# Lab 07 - Unsupervised learning

(Adapted from [one of the 2019 ICFA tutorial notebooks](https://github.com/radiasoft/icfa_ml/blob/master/tutorials_2019/unsupervized_learning/unsupervised_learning.ipynb))

## Tasks
- K-means clustering comparison
- DBSCAN algorithm



# Environment

In [None]:
!pip install scikit-learn

In [None]:
%reset -f

import numpy as np
import matplotlib.pyplot as plt

# Introduction

As opposed to supervised learning, in unsupervised learning the goal is to infer a model which describes an unknown structure from unlabeled data. We'll consider two classes of unsupervised learning algorithms: clustering and anomaly detection.

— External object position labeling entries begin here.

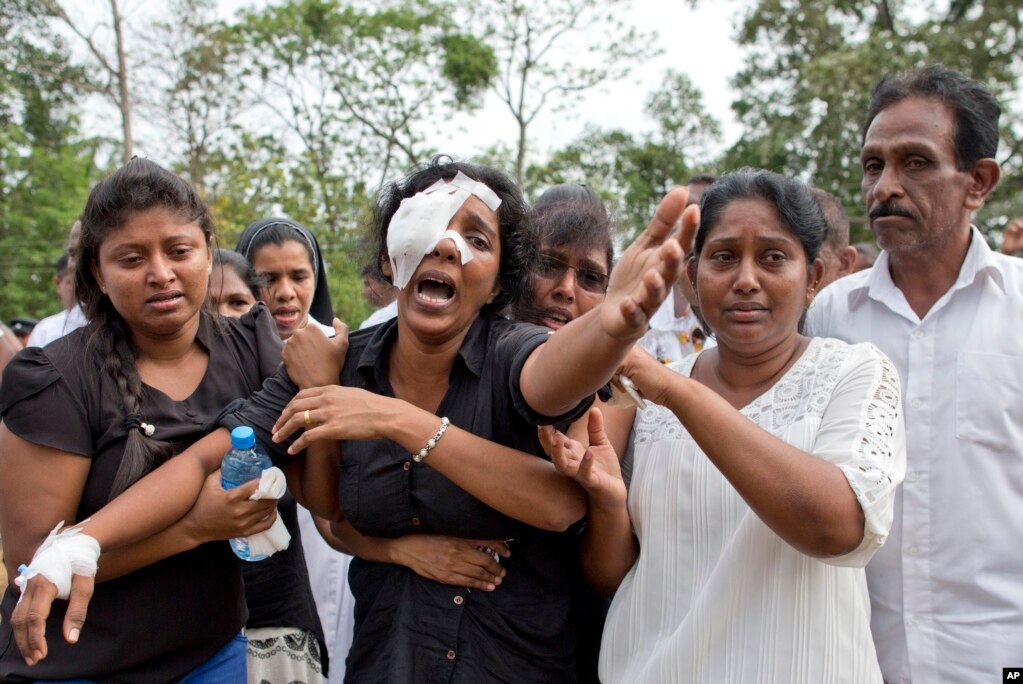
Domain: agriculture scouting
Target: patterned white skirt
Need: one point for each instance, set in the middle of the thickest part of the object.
(283, 655)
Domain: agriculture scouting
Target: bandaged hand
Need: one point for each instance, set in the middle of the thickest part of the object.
(63, 566)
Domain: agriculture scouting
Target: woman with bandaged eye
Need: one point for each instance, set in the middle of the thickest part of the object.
(96, 410)
(430, 427)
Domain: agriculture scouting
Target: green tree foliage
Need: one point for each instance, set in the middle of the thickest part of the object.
(549, 51)
(806, 84)
(45, 166)
(632, 172)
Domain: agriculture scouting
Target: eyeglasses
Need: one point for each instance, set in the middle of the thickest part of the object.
(554, 269)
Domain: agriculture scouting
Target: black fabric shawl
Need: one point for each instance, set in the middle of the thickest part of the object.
(320, 309)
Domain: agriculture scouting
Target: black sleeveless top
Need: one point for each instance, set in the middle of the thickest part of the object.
(162, 621)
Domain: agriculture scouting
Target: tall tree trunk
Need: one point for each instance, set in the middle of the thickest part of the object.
(124, 99)
(520, 163)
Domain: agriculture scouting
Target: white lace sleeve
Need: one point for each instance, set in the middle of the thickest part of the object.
(862, 432)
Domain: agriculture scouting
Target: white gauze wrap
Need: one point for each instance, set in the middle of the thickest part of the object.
(60, 555)
(421, 221)
(271, 486)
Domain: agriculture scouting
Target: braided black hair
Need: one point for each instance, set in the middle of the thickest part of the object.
(137, 186)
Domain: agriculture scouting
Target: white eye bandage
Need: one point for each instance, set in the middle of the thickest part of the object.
(59, 556)
(271, 486)
(421, 221)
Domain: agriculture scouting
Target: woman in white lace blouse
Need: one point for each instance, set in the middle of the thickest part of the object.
(763, 475)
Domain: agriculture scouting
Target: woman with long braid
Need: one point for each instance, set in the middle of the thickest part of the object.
(91, 413)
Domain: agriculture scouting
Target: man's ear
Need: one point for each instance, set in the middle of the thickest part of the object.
(846, 261)
(983, 178)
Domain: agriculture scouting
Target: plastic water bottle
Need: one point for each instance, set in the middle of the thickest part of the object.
(242, 463)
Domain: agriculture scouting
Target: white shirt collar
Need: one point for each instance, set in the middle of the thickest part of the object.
(879, 285)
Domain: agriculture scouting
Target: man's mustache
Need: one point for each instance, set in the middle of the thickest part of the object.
(887, 209)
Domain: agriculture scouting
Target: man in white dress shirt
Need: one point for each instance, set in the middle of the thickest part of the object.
(71, 317)
(946, 590)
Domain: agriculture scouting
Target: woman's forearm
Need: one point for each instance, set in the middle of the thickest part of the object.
(558, 375)
(343, 537)
(517, 484)
(313, 479)
(805, 500)
(609, 547)
(160, 499)
(176, 539)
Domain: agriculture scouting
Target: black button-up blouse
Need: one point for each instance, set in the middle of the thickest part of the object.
(410, 629)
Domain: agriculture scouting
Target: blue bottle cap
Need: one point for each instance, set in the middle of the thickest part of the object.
(242, 437)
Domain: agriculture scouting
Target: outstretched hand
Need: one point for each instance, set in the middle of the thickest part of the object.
(651, 377)
(594, 466)
(649, 267)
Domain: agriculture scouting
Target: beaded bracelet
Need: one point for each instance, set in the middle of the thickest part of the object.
(432, 442)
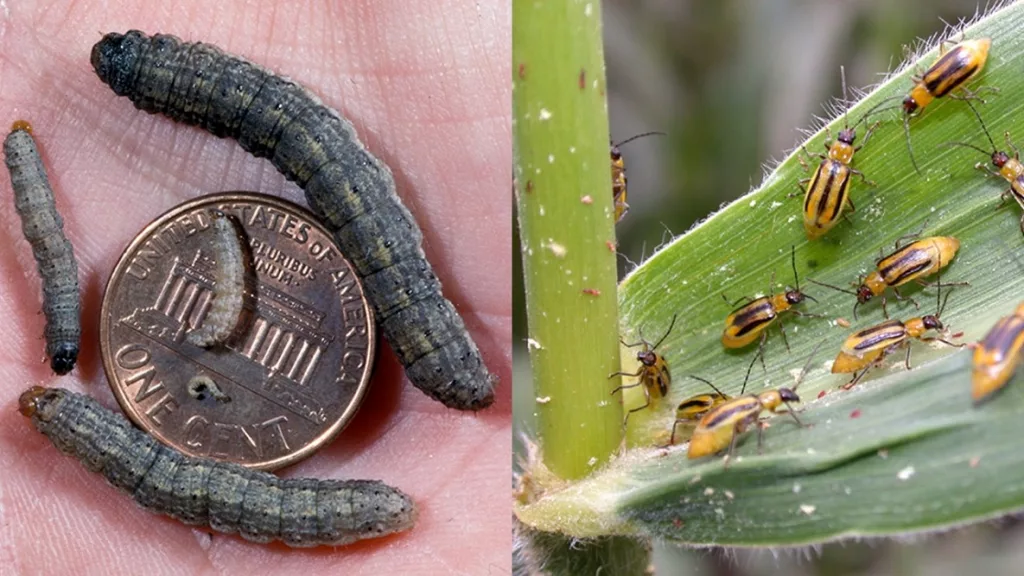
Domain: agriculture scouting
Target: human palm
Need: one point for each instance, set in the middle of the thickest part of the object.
(425, 83)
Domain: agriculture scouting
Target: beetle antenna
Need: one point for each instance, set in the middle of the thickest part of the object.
(812, 281)
(965, 145)
(707, 382)
(875, 109)
(631, 138)
(793, 260)
(669, 331)
(846, 100)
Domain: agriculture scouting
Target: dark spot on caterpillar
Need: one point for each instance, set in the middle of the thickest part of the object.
(348, 188)
(261, 507)
(43, 229)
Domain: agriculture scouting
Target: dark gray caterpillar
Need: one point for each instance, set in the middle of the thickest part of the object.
(43, 229)
(260, 506)
(351, 190)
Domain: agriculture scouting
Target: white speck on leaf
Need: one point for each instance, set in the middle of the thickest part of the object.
(557, 249)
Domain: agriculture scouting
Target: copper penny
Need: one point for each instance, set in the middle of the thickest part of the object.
(294, 372)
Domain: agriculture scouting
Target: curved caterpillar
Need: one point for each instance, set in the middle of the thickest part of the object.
(348, 188)
(43, 229)
(229, 284)
(258, 505)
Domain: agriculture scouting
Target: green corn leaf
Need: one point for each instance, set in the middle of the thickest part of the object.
(904, 451)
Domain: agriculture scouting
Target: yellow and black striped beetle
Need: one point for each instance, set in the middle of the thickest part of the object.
(691, 410)
(907, 263)
(867, 348)
(997, 356)
(826, 192)
(653, 373)
(619, 190)
(748, 323)
(1010, 169)
(954, 67)
(721, 427)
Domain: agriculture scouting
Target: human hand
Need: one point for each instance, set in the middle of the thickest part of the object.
(426, 86)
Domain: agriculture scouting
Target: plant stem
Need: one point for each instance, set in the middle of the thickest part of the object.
(565, 212)
(566, 218)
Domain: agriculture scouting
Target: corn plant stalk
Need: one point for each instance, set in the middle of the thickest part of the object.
(904, 452)
(563, 196)
(566, 225)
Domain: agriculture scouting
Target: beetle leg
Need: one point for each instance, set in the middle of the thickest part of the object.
(761, 353)
(748, 299)
(863, 178)
(781, 328)
(968, 94)
(633, 385)
(646, 395)
(792, 412)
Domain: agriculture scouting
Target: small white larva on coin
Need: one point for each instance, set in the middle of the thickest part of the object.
(352, 191)
(229, 255)
(258, 505)
(43, 229)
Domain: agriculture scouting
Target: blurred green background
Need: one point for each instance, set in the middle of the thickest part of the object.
(731, 82)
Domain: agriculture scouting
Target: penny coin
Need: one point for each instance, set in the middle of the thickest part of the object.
(298, 364)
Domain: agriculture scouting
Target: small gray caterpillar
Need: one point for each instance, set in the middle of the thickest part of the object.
(229, 284)
(258, 505)
(43, 229)
(352, 191)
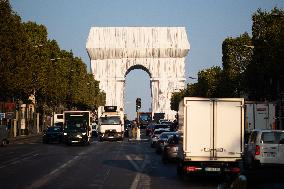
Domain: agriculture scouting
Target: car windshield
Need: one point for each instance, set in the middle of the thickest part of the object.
(76, 125)
(159, 126)
(114, 120)
(54, 129)
(272, 137)
(159, 131)
(167, 135)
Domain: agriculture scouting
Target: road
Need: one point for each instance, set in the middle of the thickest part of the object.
(126, 164)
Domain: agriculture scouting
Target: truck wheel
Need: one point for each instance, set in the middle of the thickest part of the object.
(180, 173)
(4, 142)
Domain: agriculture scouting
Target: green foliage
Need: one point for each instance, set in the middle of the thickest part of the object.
(237, 55)
(267, 65)
(32, 64)
(14, 55)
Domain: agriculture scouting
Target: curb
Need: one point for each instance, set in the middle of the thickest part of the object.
(12, 140)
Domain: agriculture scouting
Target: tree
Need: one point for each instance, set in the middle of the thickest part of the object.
(14, 55)
(237, 55)
(267, 65)
(209, 82)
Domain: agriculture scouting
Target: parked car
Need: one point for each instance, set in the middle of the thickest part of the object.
(155, 136)
(127, 128)
(94, 130)
(150, 129)
(162, 140)
(52, 134)
(265, 147)
(154, 126)
(170, 149)
(4, 135)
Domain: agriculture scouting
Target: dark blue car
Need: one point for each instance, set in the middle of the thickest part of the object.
(52, 134)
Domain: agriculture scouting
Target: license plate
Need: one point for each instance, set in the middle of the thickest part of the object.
(212, 169)
(270, 154)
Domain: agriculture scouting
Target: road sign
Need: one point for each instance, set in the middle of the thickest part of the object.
(2, 115)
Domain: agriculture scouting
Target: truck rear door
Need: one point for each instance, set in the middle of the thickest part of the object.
(228, 130)
(198, 115)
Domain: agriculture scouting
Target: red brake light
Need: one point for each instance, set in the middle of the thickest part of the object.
(257, 150)
(235, 170)
(192, 168)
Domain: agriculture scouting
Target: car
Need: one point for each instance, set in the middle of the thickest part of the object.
(149, 129)
(94, 129)
(154, 126)
(127, 129)
(155, 136)
(171, 149)
(264, 148)
(162, 140)
(52, 134)
(4, 135)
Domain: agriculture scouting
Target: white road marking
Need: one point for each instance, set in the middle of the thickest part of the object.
(45, 179)
(140, 174)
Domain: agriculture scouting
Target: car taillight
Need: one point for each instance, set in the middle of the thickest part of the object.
(257, 150)
(235, 170)
(192, 168)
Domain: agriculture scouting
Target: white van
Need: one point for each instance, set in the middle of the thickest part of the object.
(265, 147)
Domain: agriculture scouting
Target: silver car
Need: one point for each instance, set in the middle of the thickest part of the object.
(162, 140)
(265, 147)
(155, 136)
(4, 135)
(171, 149)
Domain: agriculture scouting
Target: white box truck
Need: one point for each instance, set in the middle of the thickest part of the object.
(260, 115)
(212, 136)
(110, 123)
(77, 127)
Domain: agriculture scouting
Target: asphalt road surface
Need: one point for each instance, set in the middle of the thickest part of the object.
(124, 164)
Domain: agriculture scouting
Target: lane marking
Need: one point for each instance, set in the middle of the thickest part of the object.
(53, 174)
(140, 174)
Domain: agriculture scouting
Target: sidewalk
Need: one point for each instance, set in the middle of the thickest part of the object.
(14, 140)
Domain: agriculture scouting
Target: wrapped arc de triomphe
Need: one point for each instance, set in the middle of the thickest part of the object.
(160, 51)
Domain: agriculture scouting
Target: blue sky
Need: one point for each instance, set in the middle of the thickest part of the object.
(207, 23)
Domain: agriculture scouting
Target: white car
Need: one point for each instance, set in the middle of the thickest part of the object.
(265, 147)
(156, 134)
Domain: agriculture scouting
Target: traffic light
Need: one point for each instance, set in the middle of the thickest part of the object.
(138, 104)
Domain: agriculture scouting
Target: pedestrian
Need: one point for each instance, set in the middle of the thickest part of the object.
(134, 129)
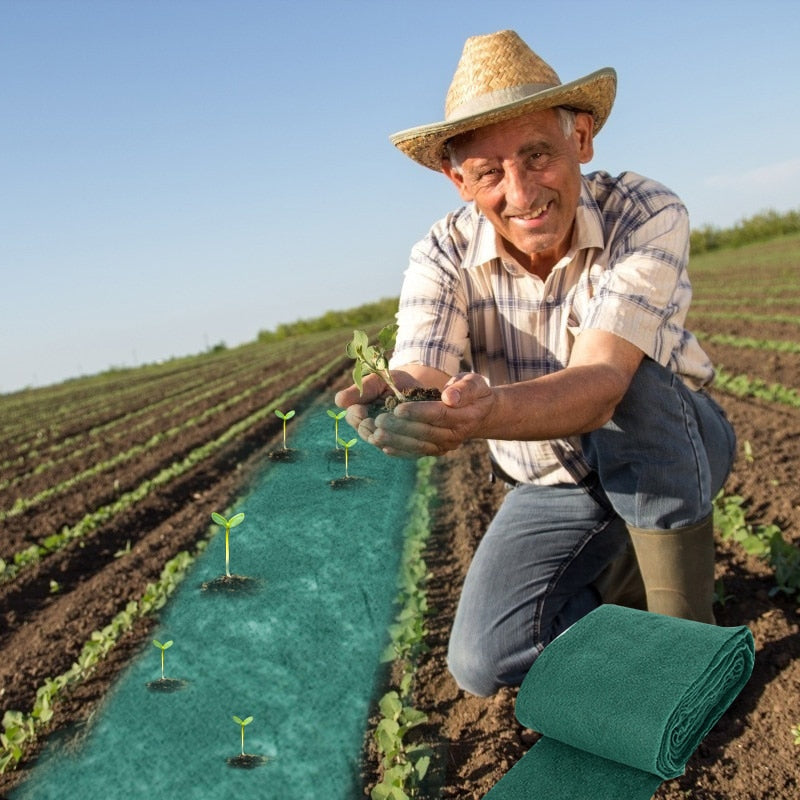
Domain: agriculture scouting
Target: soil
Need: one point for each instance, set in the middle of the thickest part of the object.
(749, 754)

We'll also see how unsupervised techniques can be used to reduce the dimensionality of the input feature set.

# 1. Clustering

Clustering is the task of grouping a set of items together in such a way that items in one group (a cluster) are more similar to each other than to those in other groups. There are several types of clustering algorithms:

*   Hierarchical clustering (e.g. Linkage clustering)
*   Centroid-based clustering (e.g. k-means)
*   Distribution-based clustering (e.g. Expectation-Maximization)
*   Density-based clustering (e.g. DBSCAN)

We will look at one of the more simpler approaches: centroid-based clustering.


## K-Means Algorithm

Suppose we have a dataset {$x_1$, $x_2$, $x_3$, ..., $x_N$} consisting of $N$ observations of $D$ dimensional vectors **x** (i.e. $D$ features).

The goal is to partition the dataset into $K$ clusters. Therefore, the number of clusters in our dataset needs to be known a priori.

A cluster is a group of data points whose distances between one another in $D$-dimensional space are small compared to points outside the cluster.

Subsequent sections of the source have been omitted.